Aynı şey erkekler için de geçerli ama kadında aşağı yukarı erkeklere göre üç dört misli daha fazla görülen bir kanserdir ama erkekler içinde görülen kanserler arasında da hızla yükseldi.

Kadınlarda yükseliş oranı daha fazla oldu hatta bazı ülkelerde örneğin Amerika Birleşik Devletleri’nde bu hızlı yükselmeye dayanarak 2005 yılı tiroid kanseri yılı ilan edildi. Halkı bu konuda bilgilendirmek ve bu konuda farkındalığı arttırmak için birçok projeler düzenlendi. Bu artışın sebebini şuanda bilimsel olarak ortaya koymak ne yazık ki mümkün değil. İki sebep çok ön planda bir tanesi halk bununla ilgili hem internetten hem hastalığa yakalanan ve tedavi olan hastalar nedeniyle bilgilendi ve bir talep doğdu. Yıllık check-up programlarında ya da yıllık muayenelerde “Senin tiroidine bakıldı mı?” denmeye başlandı. Eskiden böyle bir şey denmezdi, hastanın boynunda çok göze batan çok görülebilen, hekimin elle muayenede fark ettiği bir şişlik varsa o zaman yapılırdı onun dışında hiçbir şikayeti olmayan, dışarıdan belirti vermeyen bir tiroid bezi hiçbir zaman kontrol edilmezdi.

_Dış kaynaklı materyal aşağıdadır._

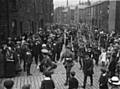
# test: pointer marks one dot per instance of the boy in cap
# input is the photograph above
(8, 84)
(73, 82)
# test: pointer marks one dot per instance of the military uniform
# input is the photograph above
(68, 63)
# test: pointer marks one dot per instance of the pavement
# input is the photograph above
(58, 77)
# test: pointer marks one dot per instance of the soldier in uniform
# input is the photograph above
(68, 57)
(28, 60)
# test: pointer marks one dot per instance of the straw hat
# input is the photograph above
(114, 81)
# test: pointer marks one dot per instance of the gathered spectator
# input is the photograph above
(8, 84)
(88, 70)
(47, 83)
(103, 80)
(73, 82)
(26, 86)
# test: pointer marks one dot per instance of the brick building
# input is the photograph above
(21, 16)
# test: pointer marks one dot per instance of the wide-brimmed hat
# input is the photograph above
(114, 81)
(104, 70)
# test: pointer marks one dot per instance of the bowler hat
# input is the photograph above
(8, 84)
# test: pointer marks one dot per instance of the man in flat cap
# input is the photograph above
(8, 84)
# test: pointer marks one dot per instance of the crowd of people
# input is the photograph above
(45, 46)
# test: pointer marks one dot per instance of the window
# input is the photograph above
(14, 4)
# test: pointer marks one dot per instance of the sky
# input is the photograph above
(71, 2)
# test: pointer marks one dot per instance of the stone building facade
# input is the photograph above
(24, 16)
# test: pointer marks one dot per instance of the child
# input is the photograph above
(8, 84)
(26, 86)
(47, 83)
(73, 82)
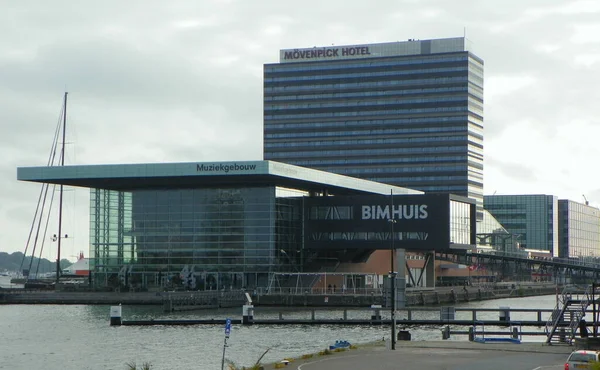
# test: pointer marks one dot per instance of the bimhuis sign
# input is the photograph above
(326, 53)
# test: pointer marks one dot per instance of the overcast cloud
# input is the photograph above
(159, 81)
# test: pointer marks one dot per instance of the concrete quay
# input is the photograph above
(438, 355)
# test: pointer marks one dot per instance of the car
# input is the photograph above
(582, 359)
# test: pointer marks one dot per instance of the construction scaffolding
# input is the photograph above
(325, 283)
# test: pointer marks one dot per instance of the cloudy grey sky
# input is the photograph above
(167, 81)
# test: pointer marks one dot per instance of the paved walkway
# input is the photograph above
(438, 355)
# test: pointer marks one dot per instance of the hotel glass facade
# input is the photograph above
(408, 113)
(231, 237)
(532, 219)
(579, 230)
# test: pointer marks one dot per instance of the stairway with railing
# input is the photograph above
(570, 309)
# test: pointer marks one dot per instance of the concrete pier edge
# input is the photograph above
(526, 347)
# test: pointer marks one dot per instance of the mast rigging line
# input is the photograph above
(44, 190)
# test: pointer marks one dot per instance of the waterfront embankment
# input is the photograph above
(174, 301)
(434, 355)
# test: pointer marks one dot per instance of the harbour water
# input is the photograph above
(79, 337)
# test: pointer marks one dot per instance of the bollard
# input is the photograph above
(115, 315)
(404, 335)
(504, 314)
(562, 337)
(247, 314)
(446, 332)
(515, 333)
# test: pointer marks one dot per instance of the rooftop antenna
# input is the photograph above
(586, 201)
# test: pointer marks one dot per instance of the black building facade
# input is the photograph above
(404, 113)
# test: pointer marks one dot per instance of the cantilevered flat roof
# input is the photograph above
(203, 174)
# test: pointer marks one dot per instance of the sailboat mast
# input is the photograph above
(62, 163)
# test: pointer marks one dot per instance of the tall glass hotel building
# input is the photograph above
(403, 113)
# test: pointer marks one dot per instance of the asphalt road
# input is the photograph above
(435, 359)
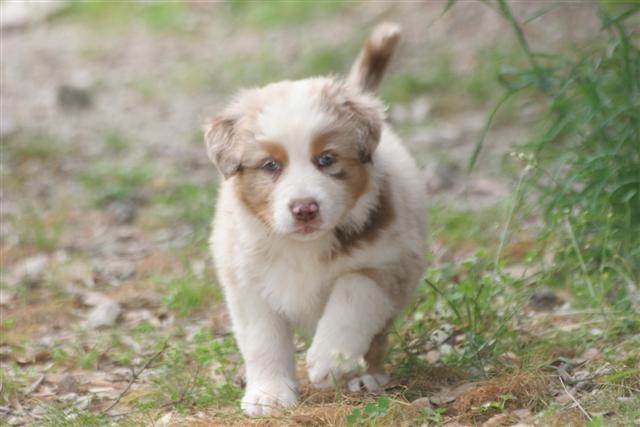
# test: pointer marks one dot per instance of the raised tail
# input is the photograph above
(368, 70)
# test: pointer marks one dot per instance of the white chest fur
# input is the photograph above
(293, 280)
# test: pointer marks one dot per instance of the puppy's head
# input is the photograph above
(298, 153)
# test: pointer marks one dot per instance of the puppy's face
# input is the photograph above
(298, 153)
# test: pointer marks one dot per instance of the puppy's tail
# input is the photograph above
(368, 70)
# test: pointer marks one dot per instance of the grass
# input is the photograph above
(586, 158)
(580, 181)
(282, 12)
(165, 16)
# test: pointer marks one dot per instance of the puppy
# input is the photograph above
(319, 226)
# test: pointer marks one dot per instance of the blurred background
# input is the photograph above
(524, 116)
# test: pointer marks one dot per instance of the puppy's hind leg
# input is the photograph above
(266, 343)
(357, 311)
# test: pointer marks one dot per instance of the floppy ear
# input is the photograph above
(367, 115)
(222, 147)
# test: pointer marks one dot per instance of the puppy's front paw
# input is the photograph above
(263, 398)
(324, 367)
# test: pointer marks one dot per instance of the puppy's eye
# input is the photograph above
(326, 159)
(271, 166)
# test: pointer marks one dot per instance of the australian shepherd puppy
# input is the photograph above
(319, 226)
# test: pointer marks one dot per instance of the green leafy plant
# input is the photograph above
(371, 412)
(585, 157)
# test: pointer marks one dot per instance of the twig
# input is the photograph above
(186, 391)
(586, 414)
(136, 375)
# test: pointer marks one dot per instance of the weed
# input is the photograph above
(370, 413)
(586, 157)
(188, 293)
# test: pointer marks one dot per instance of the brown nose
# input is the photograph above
(304, 209)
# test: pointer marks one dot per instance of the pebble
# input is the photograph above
(104, 315)
(432, 356)
(31, 270)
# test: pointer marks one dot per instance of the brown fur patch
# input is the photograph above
(358, 115)
(348, 166)
(372, 62)
(380, 217)
(253, 184)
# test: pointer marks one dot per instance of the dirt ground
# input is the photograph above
(107, 194)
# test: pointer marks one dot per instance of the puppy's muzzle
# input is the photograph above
(304, 210)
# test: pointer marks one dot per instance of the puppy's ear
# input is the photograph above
(222, 145)
(367, 115)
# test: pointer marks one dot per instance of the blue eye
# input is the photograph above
(326, 159)
(271, 166)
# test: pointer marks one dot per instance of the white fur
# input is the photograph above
(275, 280)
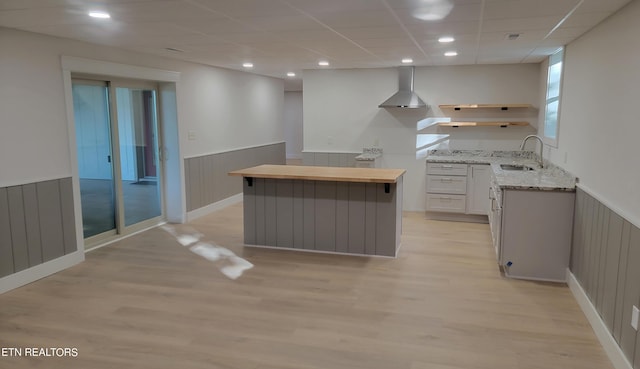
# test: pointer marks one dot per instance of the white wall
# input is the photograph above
(223, 109)
(599, 124)
(293, 123)
(341, 112)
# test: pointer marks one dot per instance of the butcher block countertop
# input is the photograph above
(313, 173)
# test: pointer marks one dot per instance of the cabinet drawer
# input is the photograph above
(446, 203)
(447, 184)
(447, 169)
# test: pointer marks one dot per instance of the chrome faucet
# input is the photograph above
(524, 141)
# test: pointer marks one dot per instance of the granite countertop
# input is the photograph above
(313, 173)
(549, 178)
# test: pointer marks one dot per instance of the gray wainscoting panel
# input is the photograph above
(6, 249)
(259, 191)
(345, 217)
(370, 196)
(298, 214)
(605, 260)
(18, 229)
(206, 177)
(309, 215)
(342, 217)
(37, 224)
(284, 213)
(357, 216)
(622, 280)
(249, 207)
(68, 216)
(325, 206)
(612, 262)
(32, 220)
(631, 292)
(51, 228)
(270, 212)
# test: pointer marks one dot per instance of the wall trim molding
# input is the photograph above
(11, 183)
(40, 271)
(232, 150)
(211, 208)
(614, 352)
(100, 67)
(630, 218)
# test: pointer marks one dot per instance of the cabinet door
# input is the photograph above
(478, 189)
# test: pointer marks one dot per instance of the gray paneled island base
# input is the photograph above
(324, 209)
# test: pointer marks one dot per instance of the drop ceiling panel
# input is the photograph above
(361, 19)
(282, 23)
(526, 9)
(460, 13)
(282, 35)
(245, 8)
(585, 19)
(519, 24)
(607, 6)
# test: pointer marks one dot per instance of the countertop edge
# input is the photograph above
(331, 176)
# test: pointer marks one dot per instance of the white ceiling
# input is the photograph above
(280, 36)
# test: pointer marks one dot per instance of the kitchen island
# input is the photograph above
(324, 209)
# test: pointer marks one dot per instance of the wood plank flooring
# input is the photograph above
(149, 302)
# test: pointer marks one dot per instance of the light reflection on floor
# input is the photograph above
(229, 264)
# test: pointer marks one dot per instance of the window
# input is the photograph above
(552, 103)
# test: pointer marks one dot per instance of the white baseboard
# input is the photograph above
(609, 344)
(32, 274)
(206, 210)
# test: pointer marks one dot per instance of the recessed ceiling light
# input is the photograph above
(101, 15)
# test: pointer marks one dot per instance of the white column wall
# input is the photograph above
(341, 112)
(293, 123)
(223, 109)
(599, 125)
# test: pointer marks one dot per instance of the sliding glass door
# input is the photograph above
(95, 167)
(137, 132)
(118, 145)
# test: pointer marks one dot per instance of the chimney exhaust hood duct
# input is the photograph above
(405, 97)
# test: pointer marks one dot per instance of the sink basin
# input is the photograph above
(515, 167)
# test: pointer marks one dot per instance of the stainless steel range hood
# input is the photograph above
(405, 97)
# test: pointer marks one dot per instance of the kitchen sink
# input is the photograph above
(515, 167)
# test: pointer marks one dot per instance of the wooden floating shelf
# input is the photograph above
(486, 106)
(482, 124)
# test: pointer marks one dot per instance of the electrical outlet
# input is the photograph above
(634, 317)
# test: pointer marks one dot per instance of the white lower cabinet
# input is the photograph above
(478, 178)
(458, 188)
(534, 233)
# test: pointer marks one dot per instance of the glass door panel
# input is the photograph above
(93, 140)
(138, 138)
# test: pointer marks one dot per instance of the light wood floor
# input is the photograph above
(148, 302)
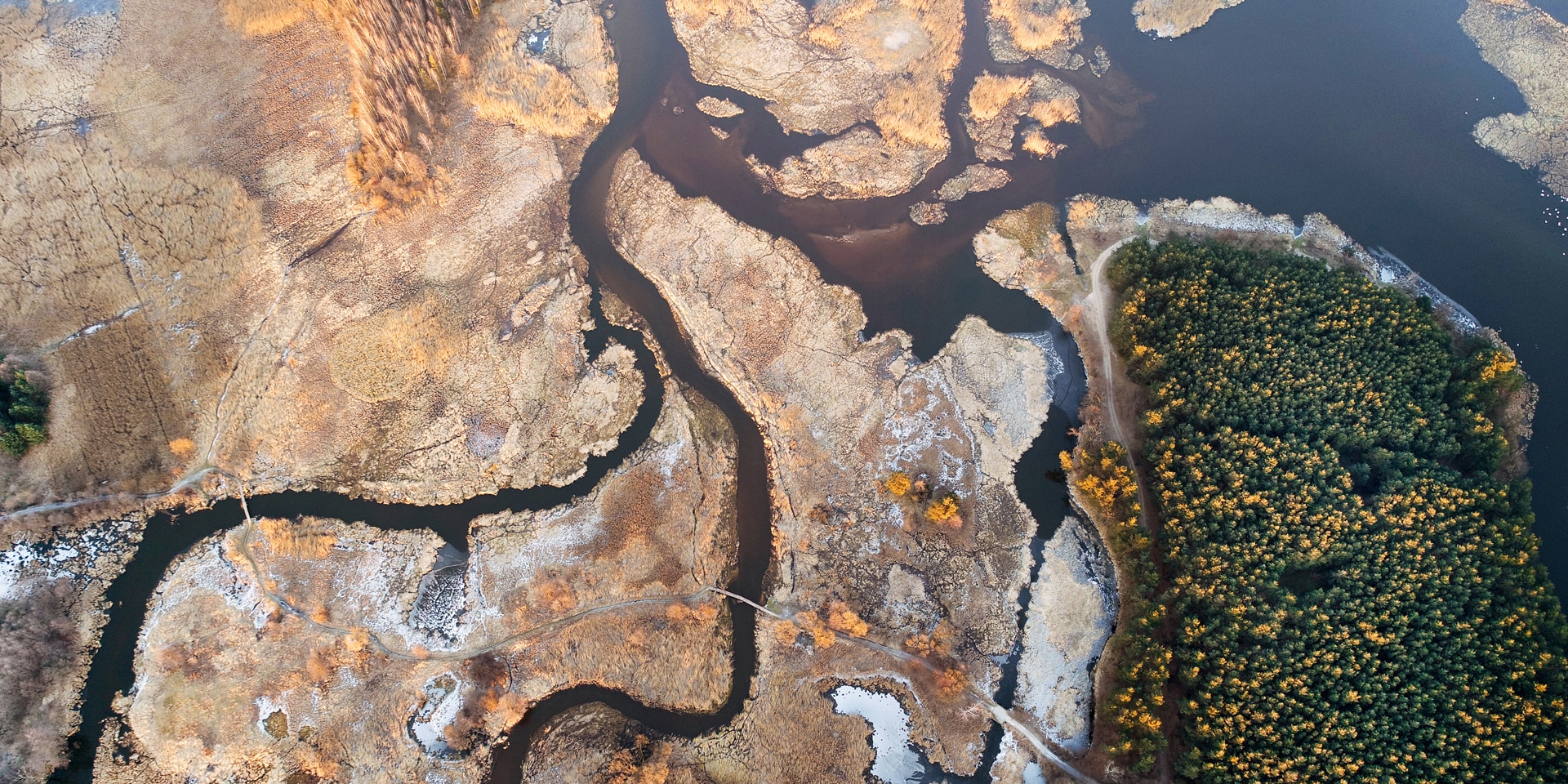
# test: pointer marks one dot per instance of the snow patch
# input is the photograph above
(896, 760)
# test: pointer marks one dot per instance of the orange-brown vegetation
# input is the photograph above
(1036, 143)
(844, 620)
(1034, 30)
(705, 612)
(786, 632)
(308, 538)
(993, 93)
(530, 93)
(898, 483)
(935, 645)
(910, 114)
(402, 54)
(642, 764)
(378, 358)
(697, 13)
(1060, 109)
(821, 635)
(951, 681)
(944, 511)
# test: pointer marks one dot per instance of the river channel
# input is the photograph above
(1356, 109)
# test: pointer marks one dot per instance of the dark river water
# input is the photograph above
(1355, 109)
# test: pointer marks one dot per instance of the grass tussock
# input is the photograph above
(1040, 30)
(1056, 110)
(1036, 143)
(532, 95)
(38, 651)
(403, 54)
(698, 13)
(378, 358)
(910, 114)
(993, 95)
(306, 538)
(99, 257)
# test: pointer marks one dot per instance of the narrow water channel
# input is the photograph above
(1272, 104)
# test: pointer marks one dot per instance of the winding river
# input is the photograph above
(1269, 104)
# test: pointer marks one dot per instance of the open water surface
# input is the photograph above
(1356, 109)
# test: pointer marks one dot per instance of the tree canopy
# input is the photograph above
(24, 412)
(1355, 595)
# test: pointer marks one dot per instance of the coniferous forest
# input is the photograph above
(1352, 586)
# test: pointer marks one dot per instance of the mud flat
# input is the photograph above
(1176, 18)
(1529, 47)
(1073, 608)
(880, 68)
(403, 322)
(265, 644)
(843, 417)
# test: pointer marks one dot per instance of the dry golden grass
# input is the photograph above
(1037, 143)
(402, 54)
(378, 358)
(100, 256)
(530, 93)
(991, 95)
(1056, 110)
(844, 620)
(1037, 32)
(264, 18)
(306, 538)
(910, 114)
(697, 13)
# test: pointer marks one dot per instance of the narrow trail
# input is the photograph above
(1098, 301)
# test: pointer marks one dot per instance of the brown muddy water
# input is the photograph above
(1356, 109)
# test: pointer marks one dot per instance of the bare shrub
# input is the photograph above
(38, 649)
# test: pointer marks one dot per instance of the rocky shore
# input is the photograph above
(1000, 102)
(855, 546)
(1529, 47)
(1176, 18)
(879, 71)
(264, 647)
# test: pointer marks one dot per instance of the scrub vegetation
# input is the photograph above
(1140, 662)
(38, 647)
(24, 412)
(1355, 591)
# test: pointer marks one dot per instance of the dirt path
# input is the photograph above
(1098, 301)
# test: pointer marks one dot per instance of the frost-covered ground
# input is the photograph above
(896, 758)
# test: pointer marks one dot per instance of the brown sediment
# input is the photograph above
(604, 591)
(883, 63)
(1176, 18)
(840, 416)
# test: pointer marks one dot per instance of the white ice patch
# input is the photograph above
(1034, 775)
(896, 760)
(73, 555)
(443, 702)
(264, 709)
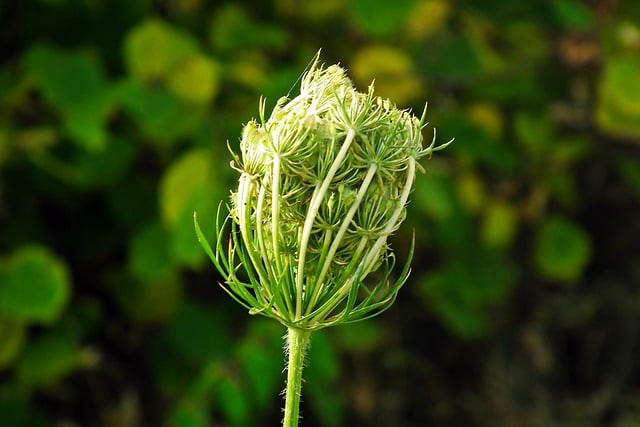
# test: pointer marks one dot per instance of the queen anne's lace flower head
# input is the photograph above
(324, 181)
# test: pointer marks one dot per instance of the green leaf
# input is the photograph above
(462, 291)
(199, 334)
(618, 109)
(192, 183)
(149, 257)
(233, 28)
(499, 225)
(196, 79)
(573, 14)
(47, 359)
(74, 84)
(380, 17)
(563, 250)
(260, 354)
(153, 49)
(152, 300)
(232, 401)
(162, 116)
(16, 411)
(12, 339)
(34, 285)
(359, 336)
(391, 69)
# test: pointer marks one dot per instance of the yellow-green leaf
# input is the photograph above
(34, 285)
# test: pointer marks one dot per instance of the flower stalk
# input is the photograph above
(324, 181)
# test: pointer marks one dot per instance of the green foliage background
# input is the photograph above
(523, 308)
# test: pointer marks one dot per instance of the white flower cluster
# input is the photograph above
(323, 183)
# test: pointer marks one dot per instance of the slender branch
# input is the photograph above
(297, 344)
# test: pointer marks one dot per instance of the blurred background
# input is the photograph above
(523, 308)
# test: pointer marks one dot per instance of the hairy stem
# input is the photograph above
(297, 343)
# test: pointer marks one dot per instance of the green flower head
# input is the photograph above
(324, 181)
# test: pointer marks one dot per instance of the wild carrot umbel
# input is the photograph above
(324, 181)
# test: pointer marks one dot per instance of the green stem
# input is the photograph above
(297, 344)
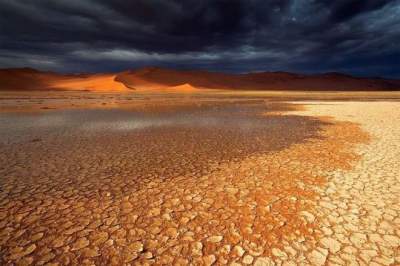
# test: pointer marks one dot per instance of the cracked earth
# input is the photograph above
(238, 183)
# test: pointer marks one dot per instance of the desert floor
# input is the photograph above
(224, 178)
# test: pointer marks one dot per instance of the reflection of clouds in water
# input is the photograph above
(115, 120)
(142, 123)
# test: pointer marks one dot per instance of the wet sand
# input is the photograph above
(199, 180)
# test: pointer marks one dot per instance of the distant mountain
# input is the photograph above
(154, 78)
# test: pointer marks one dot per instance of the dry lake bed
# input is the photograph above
(199, 179)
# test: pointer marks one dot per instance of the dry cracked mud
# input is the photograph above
(237, 183)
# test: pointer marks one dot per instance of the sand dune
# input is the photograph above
(100, 82)
(156, 79)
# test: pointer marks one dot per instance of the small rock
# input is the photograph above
(238, 250)
(248, 259)
(80, 243)
(264, 261)
(317, 258)
(209, 260)
(215, 239)
(331, 244)
(310, 218)
(136, 247)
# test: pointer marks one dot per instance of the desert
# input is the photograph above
(212, 132)
(174, 174)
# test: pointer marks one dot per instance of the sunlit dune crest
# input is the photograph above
(153, 78)
(100, 82)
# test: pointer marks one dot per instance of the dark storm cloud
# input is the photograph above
(355, 36)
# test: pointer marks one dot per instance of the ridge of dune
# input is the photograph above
(154, 78)
(99, 82)
(184, 88)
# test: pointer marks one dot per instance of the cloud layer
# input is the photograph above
(361, 37)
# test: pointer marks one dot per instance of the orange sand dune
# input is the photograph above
(159, 79)
(99, 82)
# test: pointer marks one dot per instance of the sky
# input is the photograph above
(359, 37)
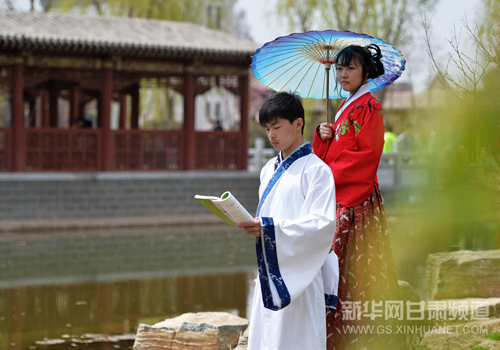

Bu bir kere çok masumca o güne kadar bekleyen birçok tiroid kanserinin ortaya çıkartılmasına sebep oldu. İkinci sebep, bilinen tek sebep; o da radyasyon. Radyasyonun özellikle Çernobil kazasından sonra tiroid kanseri üzerinde çok olumsuz bir etki yaptığı bilinmeye başlandıktan sonra bu çok daha önem kazanmaya başladı.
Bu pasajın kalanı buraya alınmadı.